You can see the problem either announcer would face; the fans would simply not be able to get into it. But I understand that; I can empathize with the fans. Because, frankly, I don't know what to do during a moment of silence, either. Do you? What are you supposed to do? What do they expect? Do they want us to pray? They don't say that. If you want me to pray, they should ask. I'll pray, but at least have the courtesy to make the formal request.
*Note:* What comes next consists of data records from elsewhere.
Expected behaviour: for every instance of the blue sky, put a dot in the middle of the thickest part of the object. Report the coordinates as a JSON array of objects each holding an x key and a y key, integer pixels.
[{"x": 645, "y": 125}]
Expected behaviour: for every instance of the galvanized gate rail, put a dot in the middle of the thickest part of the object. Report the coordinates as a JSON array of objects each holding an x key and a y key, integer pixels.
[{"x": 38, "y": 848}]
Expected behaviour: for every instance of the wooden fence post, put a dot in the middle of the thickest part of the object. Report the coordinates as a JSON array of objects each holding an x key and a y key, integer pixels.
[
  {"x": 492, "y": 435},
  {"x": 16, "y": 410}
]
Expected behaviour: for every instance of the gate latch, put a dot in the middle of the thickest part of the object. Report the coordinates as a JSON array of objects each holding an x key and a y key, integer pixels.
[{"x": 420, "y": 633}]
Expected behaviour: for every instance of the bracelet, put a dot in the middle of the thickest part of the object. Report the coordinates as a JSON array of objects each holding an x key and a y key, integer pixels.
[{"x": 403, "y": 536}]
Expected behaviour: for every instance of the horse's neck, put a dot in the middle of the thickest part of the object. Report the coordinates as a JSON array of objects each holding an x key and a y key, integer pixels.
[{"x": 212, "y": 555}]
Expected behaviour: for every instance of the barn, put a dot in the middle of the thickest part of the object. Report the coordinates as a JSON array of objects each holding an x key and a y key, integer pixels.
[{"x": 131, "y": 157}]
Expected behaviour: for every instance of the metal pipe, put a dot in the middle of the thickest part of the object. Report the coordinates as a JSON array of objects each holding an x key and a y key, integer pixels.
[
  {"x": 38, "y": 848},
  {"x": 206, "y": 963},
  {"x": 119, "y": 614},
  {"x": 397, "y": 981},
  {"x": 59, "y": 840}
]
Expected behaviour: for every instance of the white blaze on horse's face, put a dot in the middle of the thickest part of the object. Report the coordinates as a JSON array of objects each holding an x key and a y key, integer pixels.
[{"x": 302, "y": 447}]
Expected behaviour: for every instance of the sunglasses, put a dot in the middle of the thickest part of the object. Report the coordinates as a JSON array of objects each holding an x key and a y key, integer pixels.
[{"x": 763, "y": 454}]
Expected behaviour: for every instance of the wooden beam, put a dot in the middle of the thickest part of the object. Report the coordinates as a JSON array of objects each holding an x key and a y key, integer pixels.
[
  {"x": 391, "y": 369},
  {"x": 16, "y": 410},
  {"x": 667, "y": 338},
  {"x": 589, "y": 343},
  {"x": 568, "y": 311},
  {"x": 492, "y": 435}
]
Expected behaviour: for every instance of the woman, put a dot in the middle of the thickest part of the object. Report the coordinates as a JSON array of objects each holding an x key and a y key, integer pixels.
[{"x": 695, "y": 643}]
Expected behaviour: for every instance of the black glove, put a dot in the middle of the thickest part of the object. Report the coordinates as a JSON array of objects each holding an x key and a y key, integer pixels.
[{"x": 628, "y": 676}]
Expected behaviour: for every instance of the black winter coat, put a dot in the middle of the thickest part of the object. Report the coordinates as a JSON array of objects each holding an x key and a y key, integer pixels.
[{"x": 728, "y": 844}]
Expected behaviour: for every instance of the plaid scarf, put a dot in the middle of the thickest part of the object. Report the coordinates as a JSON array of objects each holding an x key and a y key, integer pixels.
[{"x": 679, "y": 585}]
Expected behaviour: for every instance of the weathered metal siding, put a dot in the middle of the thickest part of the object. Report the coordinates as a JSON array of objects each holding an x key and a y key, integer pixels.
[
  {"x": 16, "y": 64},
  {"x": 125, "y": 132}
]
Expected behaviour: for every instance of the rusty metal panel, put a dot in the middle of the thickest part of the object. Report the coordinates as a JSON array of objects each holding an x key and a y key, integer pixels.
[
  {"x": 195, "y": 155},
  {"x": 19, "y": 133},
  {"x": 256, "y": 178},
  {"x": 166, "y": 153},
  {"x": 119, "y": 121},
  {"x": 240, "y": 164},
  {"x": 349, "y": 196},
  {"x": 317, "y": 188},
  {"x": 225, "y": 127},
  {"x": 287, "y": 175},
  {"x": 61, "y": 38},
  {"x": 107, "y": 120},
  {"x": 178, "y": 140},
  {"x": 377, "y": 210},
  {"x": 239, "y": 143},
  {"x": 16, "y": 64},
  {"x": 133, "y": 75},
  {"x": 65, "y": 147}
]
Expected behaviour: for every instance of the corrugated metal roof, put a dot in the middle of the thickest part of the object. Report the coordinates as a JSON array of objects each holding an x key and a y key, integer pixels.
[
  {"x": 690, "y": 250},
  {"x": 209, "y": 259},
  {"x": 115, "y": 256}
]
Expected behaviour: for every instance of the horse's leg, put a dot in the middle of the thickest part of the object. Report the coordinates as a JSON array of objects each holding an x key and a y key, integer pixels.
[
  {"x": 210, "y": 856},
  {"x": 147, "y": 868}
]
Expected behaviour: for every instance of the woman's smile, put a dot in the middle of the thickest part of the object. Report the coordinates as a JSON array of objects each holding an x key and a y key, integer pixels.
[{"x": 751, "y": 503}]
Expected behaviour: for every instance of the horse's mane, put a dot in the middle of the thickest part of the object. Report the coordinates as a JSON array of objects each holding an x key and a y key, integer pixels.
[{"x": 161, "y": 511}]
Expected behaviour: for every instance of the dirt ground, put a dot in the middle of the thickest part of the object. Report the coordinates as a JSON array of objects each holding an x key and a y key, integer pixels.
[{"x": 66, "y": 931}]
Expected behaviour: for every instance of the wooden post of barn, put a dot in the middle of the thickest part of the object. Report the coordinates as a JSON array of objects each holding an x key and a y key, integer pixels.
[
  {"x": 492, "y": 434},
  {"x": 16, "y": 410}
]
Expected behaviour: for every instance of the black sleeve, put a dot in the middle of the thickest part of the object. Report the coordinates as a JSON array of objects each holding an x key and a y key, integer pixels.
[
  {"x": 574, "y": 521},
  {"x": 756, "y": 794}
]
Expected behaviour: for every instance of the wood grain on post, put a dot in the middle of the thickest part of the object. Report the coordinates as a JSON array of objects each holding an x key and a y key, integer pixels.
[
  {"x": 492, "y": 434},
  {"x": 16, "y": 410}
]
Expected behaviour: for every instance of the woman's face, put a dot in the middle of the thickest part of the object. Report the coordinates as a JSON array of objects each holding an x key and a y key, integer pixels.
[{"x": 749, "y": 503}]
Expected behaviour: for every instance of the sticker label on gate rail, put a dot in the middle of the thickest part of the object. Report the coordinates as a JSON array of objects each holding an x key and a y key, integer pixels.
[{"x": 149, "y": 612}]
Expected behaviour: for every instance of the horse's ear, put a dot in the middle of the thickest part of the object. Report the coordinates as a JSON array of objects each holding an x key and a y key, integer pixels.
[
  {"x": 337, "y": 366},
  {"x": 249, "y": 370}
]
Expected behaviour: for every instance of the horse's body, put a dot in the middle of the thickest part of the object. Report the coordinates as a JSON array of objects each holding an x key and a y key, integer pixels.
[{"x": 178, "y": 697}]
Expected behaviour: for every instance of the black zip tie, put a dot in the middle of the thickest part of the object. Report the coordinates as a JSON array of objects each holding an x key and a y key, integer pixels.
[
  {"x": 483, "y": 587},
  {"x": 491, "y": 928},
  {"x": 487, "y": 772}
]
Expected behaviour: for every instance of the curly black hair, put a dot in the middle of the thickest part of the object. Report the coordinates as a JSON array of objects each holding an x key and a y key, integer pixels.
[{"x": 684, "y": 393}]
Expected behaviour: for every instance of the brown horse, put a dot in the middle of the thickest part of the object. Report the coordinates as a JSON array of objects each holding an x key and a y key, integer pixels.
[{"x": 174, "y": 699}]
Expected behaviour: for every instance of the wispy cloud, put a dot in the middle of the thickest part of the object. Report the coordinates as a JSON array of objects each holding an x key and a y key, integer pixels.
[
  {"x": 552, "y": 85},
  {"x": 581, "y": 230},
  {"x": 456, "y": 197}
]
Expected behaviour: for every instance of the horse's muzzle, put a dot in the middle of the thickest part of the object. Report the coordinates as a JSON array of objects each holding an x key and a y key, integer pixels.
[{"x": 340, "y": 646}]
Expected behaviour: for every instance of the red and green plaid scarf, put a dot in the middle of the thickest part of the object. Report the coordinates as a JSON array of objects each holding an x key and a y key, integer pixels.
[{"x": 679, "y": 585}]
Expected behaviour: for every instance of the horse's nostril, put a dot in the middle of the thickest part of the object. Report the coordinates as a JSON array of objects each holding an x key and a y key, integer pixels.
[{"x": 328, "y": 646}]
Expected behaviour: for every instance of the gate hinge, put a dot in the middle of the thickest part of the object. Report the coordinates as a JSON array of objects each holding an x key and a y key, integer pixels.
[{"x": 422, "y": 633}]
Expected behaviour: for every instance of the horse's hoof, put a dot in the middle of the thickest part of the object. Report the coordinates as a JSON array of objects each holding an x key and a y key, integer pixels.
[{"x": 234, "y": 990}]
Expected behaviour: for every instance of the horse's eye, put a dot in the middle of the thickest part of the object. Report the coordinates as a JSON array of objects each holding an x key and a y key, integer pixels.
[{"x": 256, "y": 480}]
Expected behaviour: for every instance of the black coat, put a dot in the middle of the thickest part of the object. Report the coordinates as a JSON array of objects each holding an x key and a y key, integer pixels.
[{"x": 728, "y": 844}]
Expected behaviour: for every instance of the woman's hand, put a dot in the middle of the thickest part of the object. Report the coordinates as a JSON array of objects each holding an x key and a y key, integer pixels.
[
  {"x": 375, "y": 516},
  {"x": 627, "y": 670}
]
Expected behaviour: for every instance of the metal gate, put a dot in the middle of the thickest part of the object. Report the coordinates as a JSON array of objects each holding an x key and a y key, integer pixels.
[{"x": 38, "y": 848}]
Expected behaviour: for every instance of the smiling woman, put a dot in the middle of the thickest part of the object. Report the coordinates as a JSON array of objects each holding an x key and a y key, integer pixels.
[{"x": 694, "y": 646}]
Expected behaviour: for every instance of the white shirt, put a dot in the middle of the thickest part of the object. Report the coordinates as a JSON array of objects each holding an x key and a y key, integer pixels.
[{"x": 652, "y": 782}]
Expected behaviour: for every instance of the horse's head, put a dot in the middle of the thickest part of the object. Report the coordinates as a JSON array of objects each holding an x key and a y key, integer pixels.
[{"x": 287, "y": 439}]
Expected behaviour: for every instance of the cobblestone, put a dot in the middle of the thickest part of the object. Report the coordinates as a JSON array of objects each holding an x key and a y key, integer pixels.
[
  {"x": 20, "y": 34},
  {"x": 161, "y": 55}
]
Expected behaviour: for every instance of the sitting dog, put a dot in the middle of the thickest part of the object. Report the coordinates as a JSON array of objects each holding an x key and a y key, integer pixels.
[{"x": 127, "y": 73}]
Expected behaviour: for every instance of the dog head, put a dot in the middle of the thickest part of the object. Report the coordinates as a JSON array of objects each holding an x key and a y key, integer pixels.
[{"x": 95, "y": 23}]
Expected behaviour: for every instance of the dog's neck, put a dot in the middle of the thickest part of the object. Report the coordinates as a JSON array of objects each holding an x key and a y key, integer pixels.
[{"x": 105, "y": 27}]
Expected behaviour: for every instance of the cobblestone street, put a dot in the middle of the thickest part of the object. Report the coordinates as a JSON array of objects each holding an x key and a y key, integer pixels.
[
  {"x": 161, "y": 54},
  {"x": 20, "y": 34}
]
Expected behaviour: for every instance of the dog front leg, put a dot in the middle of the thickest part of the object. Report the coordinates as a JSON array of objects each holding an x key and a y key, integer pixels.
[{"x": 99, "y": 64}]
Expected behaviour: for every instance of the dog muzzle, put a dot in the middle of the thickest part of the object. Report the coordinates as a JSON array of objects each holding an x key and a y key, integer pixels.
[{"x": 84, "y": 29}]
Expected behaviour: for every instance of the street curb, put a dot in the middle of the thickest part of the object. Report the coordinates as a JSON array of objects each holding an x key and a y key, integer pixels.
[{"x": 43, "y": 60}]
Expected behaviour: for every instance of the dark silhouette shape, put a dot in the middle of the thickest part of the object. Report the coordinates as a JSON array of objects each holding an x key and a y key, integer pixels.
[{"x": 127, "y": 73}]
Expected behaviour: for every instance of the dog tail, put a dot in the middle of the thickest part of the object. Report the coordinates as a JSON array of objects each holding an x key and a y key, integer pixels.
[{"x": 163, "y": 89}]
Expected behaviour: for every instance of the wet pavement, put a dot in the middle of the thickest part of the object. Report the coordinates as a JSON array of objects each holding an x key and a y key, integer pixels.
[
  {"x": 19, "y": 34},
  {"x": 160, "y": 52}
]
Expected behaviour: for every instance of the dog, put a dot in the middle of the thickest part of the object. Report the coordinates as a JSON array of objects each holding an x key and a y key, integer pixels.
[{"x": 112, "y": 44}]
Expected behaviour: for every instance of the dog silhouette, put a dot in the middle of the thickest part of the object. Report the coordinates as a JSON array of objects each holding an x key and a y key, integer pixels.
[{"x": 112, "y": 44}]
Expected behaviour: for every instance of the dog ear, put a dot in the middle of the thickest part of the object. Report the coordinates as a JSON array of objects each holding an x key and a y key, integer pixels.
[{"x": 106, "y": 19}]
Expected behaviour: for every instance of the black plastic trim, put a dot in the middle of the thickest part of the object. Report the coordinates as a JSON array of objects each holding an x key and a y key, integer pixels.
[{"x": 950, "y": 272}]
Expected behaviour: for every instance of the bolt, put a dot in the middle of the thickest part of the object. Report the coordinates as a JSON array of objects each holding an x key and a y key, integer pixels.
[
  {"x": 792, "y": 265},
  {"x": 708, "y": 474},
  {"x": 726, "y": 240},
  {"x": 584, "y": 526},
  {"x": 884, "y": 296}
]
But no. They offer no guidance, no instruction at all. I honestly don't know what to do. Sometimes I resort to evil thoughts: I wish my seatmates ill fortune in days to come; I fantasize about standing naked in front of the Lincoln Memorial and becoming sexually aroused; I picture thousands of penguins being hacked to death by boatloads of graduate students. More often though, I wind up bored silly, searching for something to occupy my thoughts. One time I inventoried the pimples on the neck of the man in front of me, hoping to find one with a hair growing through it, so I could quietly pluck it out during the confusion of halftime.

Those are my thoughts, and I can't help it. During a moment of silence my imagination runs away with me. I don't know what to do. And why is it silence they're looking for? What good is silence? The ones being remembered are already dead, they're not going to wake up now. Why not a moment of screaming? Wouldn't that be more appropriate for dead people? Wouldn't you like to hear 60,000 fans screaming, "Aaaaaiiiiiieeeeeaaagghh!!" It sure would put me in the mood for football.

And one more criticism. Why honor only the dead? Why this favoritism? Why not the injured, as well? There are always more injured than there are dead in any decent tragedy. What about them? And what about those who aren't dead or injured, but are simply "treated and released"? How about, if not silence, at least a moment of muffled conversation for those who were treated and released? It's an honorable condition. Personally, I've always wanted to be treated and released. Usually, I'm treated and detained. Perhaps it's for the best.”

Through Carlin’s iconic career, he often peppered his material with sports and sports references. Whether it was back in his early days playing a sportscaster: “Partial score, Pittsburgh 7”, or if it was his take on the difference between football and baseball.

 

“In football the object is for the quarterback, also known as the field general, to be on target with his aerial assault, riddling the defense by hitting his receivers with deadly accuracy in spite of the blitz, even if he has to use shotgun. With short bullet passes and long bombs, he marches his troops into enemy territory, balancing this aerial assault with a sustained ground attack that punches holes in the forward wall of the enemy's defensive line.

In baseball the object is to go home! And to be safe! - I hope I'll be safe at home!”

 

So let’s have a moment of muffled conversation for the late George Carlin, who is now safe at home. Thanks George!